La Catecismo nos dice que la conciencia es “un juicio de la razón por el cual la persona humana reconoce la calidad moral de un acto concreto” (1796). Newman coincide en que es una facultad humana racional, como la memoria, la razón y el sentido de la belleza, pero también tiene soberanía moral sobre nosotros. A menudo nos encontramos yendo a donde no queremos ir, haciendo lo que no queremos hacer o diciendo lo que no queremos decir; nuestra conciencia nos informa de esto.

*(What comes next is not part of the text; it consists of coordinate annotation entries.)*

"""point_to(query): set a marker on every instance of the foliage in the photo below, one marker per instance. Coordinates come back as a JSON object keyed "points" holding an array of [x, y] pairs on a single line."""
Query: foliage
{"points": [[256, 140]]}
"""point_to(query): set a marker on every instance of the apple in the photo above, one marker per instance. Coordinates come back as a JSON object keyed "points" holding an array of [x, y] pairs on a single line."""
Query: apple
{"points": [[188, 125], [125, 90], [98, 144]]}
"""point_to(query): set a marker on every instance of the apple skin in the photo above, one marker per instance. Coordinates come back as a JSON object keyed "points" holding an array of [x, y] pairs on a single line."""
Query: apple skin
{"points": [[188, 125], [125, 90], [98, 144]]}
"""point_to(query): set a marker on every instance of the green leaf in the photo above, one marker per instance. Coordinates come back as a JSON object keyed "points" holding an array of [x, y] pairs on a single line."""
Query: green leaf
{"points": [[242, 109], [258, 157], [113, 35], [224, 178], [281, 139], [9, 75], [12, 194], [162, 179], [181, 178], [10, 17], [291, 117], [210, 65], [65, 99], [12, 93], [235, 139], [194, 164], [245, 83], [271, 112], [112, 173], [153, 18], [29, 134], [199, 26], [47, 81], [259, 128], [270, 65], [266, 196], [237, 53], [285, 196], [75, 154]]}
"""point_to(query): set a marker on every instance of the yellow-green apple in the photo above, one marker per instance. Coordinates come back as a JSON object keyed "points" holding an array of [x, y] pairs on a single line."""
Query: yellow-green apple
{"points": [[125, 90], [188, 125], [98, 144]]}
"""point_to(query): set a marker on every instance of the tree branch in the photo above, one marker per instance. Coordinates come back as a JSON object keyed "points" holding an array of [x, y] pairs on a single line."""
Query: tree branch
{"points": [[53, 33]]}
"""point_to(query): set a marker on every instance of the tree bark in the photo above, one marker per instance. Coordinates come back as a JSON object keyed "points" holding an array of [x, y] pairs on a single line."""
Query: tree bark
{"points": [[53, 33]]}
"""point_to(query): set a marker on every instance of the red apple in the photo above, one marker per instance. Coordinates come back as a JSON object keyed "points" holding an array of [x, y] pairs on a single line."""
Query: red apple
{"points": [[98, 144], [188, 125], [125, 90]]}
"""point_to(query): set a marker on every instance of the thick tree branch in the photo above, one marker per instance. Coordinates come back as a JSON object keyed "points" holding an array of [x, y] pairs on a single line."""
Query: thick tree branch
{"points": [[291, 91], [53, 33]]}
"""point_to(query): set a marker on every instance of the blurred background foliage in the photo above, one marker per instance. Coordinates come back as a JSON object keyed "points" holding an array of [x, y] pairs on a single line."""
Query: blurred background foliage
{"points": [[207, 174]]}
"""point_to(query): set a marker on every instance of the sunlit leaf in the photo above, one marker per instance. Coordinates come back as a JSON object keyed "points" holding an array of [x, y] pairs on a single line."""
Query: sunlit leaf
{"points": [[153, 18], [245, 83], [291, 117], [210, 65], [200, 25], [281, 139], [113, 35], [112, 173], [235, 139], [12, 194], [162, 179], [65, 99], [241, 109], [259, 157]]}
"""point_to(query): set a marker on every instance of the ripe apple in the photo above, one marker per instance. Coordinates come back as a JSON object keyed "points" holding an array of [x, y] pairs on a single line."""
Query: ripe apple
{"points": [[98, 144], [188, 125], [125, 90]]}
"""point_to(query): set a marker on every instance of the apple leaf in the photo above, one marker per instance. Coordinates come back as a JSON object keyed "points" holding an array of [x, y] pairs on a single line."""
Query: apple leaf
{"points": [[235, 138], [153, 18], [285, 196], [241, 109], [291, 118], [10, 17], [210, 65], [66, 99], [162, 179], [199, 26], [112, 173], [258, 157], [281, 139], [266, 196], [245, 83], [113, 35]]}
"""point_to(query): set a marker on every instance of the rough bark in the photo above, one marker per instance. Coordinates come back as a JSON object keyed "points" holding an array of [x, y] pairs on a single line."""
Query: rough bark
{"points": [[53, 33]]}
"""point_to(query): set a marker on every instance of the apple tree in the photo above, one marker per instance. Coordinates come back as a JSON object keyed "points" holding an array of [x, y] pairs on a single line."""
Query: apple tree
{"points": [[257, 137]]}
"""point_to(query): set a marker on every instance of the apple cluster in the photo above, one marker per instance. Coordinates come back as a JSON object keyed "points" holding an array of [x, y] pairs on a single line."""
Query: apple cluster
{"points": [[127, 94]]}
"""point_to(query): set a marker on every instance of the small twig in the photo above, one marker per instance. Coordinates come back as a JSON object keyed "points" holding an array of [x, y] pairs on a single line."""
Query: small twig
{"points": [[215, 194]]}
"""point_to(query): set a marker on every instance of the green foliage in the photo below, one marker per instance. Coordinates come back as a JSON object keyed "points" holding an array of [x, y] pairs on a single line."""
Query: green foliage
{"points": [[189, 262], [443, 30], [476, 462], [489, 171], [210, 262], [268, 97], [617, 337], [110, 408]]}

“Llega un momento en el que uno debe adoptar una posición que no es ni segura, ni política, ni popular, pero debe adoptarla porque la conciencia le dice que es la correcta”, afirmó Martin Luther King, Jr. en su famoso discurso, “A Proper Sentido de prioridades”. En verdad, la conciencia exige obediencia, respeto y lealtad incondicionales, a menudo a un costo. Sin embargo, desobedecer a nuestra conciencia es a menudo la opción más inmediatamente dolorosa, al menos a nivel emocional. Curiosamente, en una cultura tan adversa a las autoridades morales, a pesar de las posibles consecuencias de elegir la decisión correcta en lugar de la decisión popular, casi nadie diría que está bien desobedecer la propia conciencia. Quizás ni siquiera sea posible decir: “Está bien desobedecer a tu conciencia” sin desobedecer a tu conciencia.

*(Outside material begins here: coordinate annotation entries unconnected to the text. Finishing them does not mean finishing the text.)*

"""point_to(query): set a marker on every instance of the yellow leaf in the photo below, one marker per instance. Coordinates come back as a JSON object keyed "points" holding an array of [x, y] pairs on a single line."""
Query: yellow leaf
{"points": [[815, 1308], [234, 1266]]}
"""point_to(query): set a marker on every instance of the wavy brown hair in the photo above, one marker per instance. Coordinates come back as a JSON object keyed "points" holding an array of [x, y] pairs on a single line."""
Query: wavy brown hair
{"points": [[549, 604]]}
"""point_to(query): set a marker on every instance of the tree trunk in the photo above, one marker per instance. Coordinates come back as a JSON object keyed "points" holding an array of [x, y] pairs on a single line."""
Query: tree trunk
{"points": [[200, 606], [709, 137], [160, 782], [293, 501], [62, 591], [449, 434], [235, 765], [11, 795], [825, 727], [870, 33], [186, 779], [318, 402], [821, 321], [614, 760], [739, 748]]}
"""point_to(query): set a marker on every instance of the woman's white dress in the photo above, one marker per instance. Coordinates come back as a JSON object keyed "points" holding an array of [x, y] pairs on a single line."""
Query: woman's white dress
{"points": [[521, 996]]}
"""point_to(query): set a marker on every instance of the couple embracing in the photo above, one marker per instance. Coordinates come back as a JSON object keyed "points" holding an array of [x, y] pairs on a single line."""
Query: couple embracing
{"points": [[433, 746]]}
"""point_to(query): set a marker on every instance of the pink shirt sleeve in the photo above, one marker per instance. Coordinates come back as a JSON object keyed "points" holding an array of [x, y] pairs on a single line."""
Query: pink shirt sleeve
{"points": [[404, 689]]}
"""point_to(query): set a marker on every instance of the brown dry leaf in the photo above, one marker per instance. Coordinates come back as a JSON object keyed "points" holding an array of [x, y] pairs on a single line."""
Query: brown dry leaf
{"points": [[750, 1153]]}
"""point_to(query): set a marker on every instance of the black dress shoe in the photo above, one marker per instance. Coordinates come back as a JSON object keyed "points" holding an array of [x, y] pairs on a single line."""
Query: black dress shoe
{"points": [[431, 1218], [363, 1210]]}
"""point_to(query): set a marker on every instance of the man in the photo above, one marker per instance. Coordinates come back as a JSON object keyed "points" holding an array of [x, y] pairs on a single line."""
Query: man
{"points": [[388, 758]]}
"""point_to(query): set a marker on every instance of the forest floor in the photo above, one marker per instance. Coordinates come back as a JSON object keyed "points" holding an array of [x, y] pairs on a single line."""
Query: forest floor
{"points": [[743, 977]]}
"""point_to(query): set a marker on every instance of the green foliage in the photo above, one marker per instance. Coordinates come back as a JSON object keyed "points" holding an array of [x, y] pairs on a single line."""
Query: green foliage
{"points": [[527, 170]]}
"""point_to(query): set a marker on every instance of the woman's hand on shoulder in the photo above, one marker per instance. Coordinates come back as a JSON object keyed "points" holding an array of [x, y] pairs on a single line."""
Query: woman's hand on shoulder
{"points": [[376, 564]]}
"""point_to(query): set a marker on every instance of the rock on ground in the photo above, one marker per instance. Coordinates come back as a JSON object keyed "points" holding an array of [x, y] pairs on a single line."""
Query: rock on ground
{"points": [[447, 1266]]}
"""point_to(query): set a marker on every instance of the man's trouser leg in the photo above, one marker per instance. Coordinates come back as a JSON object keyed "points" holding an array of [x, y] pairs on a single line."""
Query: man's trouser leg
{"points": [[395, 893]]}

¿Pero de dónde viene una autoridad tan firme e inquebrantable sobre la humanidad? Filósofo Peter Kreeft (aqui):
La conciencia tiene autoridad moral absoluta, sin excepciones y vinculante sobre nosotros, exigiendo obediencia incondicional. Pero sólo una voluntad divina perfectamente buena y justa tiene esta autoridad y derecho a una obediencia absoluta y sin excepción. Por tanto la conciencia es la voz de la voluntad de Dios.

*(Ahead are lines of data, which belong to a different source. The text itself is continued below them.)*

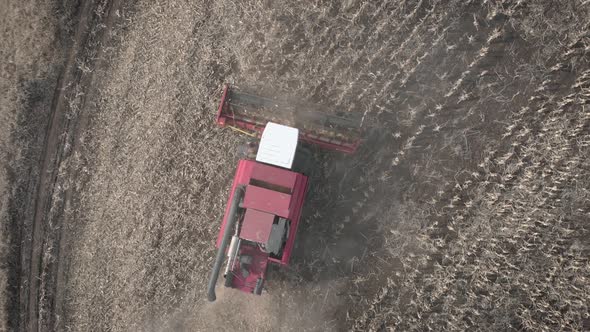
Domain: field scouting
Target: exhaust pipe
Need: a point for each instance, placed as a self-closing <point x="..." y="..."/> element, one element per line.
<point x="231" y="220"/>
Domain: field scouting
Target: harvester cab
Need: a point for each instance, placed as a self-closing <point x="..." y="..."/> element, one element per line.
<point x="267" y="195"/>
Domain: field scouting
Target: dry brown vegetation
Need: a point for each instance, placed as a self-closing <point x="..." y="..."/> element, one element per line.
<point x="466" y="207"/>
<point x="30" y="34"/>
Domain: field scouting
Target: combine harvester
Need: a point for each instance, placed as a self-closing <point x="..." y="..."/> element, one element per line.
<point x="268" y="191"/>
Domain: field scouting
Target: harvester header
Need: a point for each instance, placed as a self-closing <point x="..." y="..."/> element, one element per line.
<point x="249" y="113"/>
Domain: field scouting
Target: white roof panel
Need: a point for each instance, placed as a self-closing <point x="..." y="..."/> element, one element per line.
<point x="278" y="145"/>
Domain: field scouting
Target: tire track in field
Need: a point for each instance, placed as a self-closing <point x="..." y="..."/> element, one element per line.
<point x="41" y="284"/>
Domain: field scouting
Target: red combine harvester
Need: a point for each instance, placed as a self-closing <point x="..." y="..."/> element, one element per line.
<point x="269" y="189"/>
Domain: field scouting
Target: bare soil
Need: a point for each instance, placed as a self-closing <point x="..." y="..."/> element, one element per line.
<point x="465" y="208"/>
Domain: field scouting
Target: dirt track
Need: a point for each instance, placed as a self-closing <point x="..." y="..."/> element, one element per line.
<point x="41" y="267"/>
<point x="467" y="106"/>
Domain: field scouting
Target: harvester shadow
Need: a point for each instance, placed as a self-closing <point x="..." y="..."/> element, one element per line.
<point x="339" y="222"/>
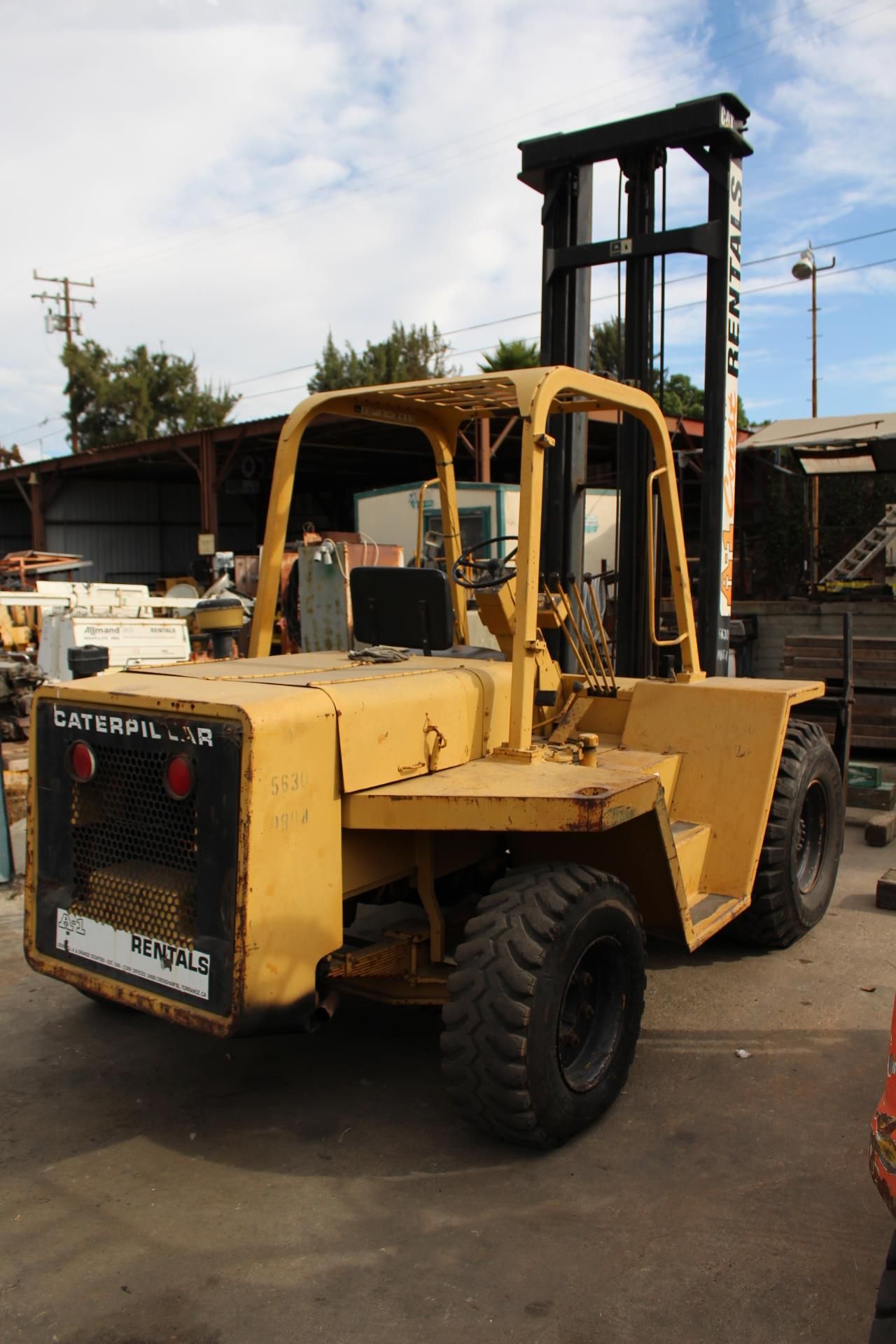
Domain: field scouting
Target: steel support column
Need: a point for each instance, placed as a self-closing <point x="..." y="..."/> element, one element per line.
<point x="566" y="339"/>
<point x="633" y="647"/>
<point x="207" y="486"/>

Newman llega a la misma conclusión cuando llama a la conciencia el “vicario aborigen de Cristo”. Él también estaba asombrado por la misteriosa autoridad de la conciencia y creía que la mejor explicación detrás de ella era una autoridad personal suprema y autoritaria, que él mismo caracteriza poderosamente en esta reflexión:
El hombre tiene dentro de su pecho cierto dictado autoritario, no un mero sentimiento, no una mera opinión, impresión o visión de las cosas, sino una ley, una voz autoritaria, que le ordena hacer ciertas cosas y evitar otras. . . en lo que aquí insisto es en que manda; que alaba, censura, amenaza, implica un futuro y es testigo de lo invisible. Es más que el propio yo de un hombre. El hombre mismo no tiene ningún poder sobre ello, o sólo lo tiene con extrema dificultad; él no lo hizo, no puede destruirlo.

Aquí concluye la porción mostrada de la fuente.